Original Link - http://ac.turbine.com/index.php?view=article&id=425

Sins of the Fathers


On a strangely warm late fall afternoon, Ardry opened the door to his uncle’s cottage and recoiled from the smell and the gust of roiling green vapor that greeted him. It was a sharp, overwhelming reek, redolent of rotten eggs and burned hair. Trying not to gag, he called out to the cabin’s inhabitant.

“Uncle Aliester! What’s going on in here?”

Aliester the Loquacious, pre-eminent Isparian sage of Dereth, came out of his workshop and into the cottage’s front room, trailing a cloud of fumes behind him. The old sage was dressed outlandishly: an oversized heavy leather apron and hood covered his entire body, with thick leather gloves and a mask made of wet cloth wound tightly about his nose and mouth.

“Armmph mph bmph!” he called out excitedly. After a few seconds of Ardry’s uncomprehending stare, Aliester realized his mistake and unwound the thick mask from around his face.

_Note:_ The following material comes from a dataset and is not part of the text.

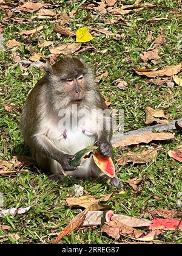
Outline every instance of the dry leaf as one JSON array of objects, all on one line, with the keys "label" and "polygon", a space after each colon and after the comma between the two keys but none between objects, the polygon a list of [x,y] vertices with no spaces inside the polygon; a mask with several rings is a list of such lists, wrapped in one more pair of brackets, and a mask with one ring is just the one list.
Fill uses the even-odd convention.
[{"label": "dry leaf", "polygon": [[155,43],[157,44],[161,45],[165,43],[165,35],[162,34],[158,37],[155,38]]},{"label": "dry leaf", "polygon": [[100,202],[107,201],[113,193],[96,199],[95,196],[87,195],[79,197],[67,197],[66,199],[67,204],[70,206],[79,205],[81,207],[87,208],[93,204],[98,204]]},{"label": "dry leaf", "polygon": [[50,52],[53,54],[70,54],[78,51],[81,46],[80,43],[64,43],[60,46],[50,48]]},{"label": "dry leaf", "polygon": [[140,54],[140,57],[143,60],[157,60],[159,59],[158,55],[158,49],[155,48],[153,50],[144,52],[143,54]]},{"label": "dry leaf", "polygon": [[98,205],[98,204],[91,205],[89,207],[86,208],[84,211],[79,213],[72,221],[70,224],[67,226],[58,235],[58,237],[55,239],[53,243],[57,244],[59,241],[60,241],[64,236],[66,235],[69,235],[71,233],[72,230],[75,230],[78,229],[79,227],[82,226],[86,216],[86,213],[89,211],[94,211],[97,210],[102,210],[103,207],[102,205]]},{"label": "dry leaf", "polygon": [[115,239],[120,238],[120,235],[126,236],[132,239],[137,239],[144,234],[144,232],[120,222],[114,218],[108,222],[105,222],[101,231]]},{"label": "dry leaf", "polygon": [[70,22],[70,18],[67,15],[65,9],[61,12],[60,17],[59,18],[58,21],[60,26],[64,26],[66,24],[69,24]]},{"label": "dry leaf", "polygon": [[146,76],[148,77],[156,76],[171,76],[178,73],[181,68],[181,63],[176,66],[170,66],[163,69],[134,69],[136,74],[140,76]]},{"label": "dry leaf", "polygon": [[107,6],[113,6],[116,2],[116,0],[106,0],[106,3]]},{"label": "dry leaf", "polygon": [[61,27],[58,24],[55,24],[54,29],[56,32],[59,33],[61,35],[70,35],[70,37],[74,37],[75,35],[75,32],[73,31],[67,27]]},{"label": "dry leaf", "polygon": [[32,34],[36,33],[38,31],[41,30],[43,29],[44,26],[40,26],[39,27],[37,27],[36,29],[30,29],[30,30],[22,30],[21,31],[19,34],[20,35],[31,35]]},{"label": "dry leaf", "polygon": [[160,208],[150,209],[146,213],[148,213],[150,214],[152,216],[153,216],[153,218],[156,215],[160,217],[163,217],[164,218],[169,218],[169,219],[182,216],[181,212],[170,210],[167,210],[167,209],[160,209]]},{"label": "dry leaf", "polygon": [[52,44],[54,42],[52,41],[44,41],[44,43],[39,43],[38,46],[39,48],[46,47],[46,46],[49,46],[50,45]]},{"label": "dry leaf", "polygon": [[41,52],[35,53],[33,56],[30,57],[30,60],[32,62],[37,62],[41,58],[44,59],[44,56],[41,54]]},{"label": "dry leaf", "polygon": [[28,2],[23,4],[21,6],[18,6],[16,9],[21,10],[23,12],[27,12],[31,13],[33,13],[33,12],[35,12],[41,8],[45,5],[44,2]]},{"label": "dry leaf", "polygon": [[113,147],[126,147],[126,146],[139,143],[149,143],[152,140],[165,140],[174,138],[173,133],[167,132],[147,132],[138,135],[131,135],[127,138],[121,139],[112,143]]},{"label": "dry leaf", "polygon": [[93,39],[93,37],[89,33],[86,27],[78,29],[76,32],[76,42],[89,42]]},{"label": "dry leaf", "polygon": [[8,48],[12,48],[13,47],[15,47],[15,46],[20,46],[21,43],[16,41],[15,39],[13,39],[13,40],[8,40],[5,44],[5,45]]},{"label": "dry leaf", "polygon": [[182,86],[182,79],[181,78],[178,77],[177,76],[173,76],[173,79],[175,82],[180,86]]},{"label": "dry leaf", "polygon": [[[158,124],[167,124],[169,123],[168,119],[169,115],[164,115],[163,110],[157,110],[150,107],[145,107],[146,120],[145,123],[147,124],[157,122]],[[160,119],[163,118],[163,119]]]},{"label": "dry leaf", "polygon": [[122,155],[116,161],[119,165],[125,165],[127,163],[131,162],[133,164],[149,163],[156,157],[158,150],[159,148],[157,148],[145,150],[141,153],[129,152]]},{"label": "dry leaf", "polygon": [[153,39],[153,36],[152,35],[153,34],[152,31],[147,31],[147,36],[146,37],[146,41],[147,42],[150,42]]},{"label": "dry leaf", "polygon": [[143,180],[143,178],[139,178],[138,177],[135,177],[135,178],[130,179],[126,181],[129,185],[133,188],[134,190],[137,190],[137,186],[141,183]]},{"label": "dry leaf", "polygon": [[52,10],[47,10],[47,9],[41,9],[37,13],[38,15],[40,16],[50,16],[53,17],[54,16],[56,15],[56,12],[52,11]]}]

“Sorry, Ardry my boy. I’ve been experimenting with some new formulae, ever since the alchemists’ guild published their findings on new techniques for throwing phials…” His eyes went wide and he crinkled his nose in disgust. “My heavens, is that how it smells in here? I just put this mask on when I started working with the rock sulfur, I hadn’t thought the extra variables I introduced would be quite so pungent. You have my most sincere and fulsome apologies…”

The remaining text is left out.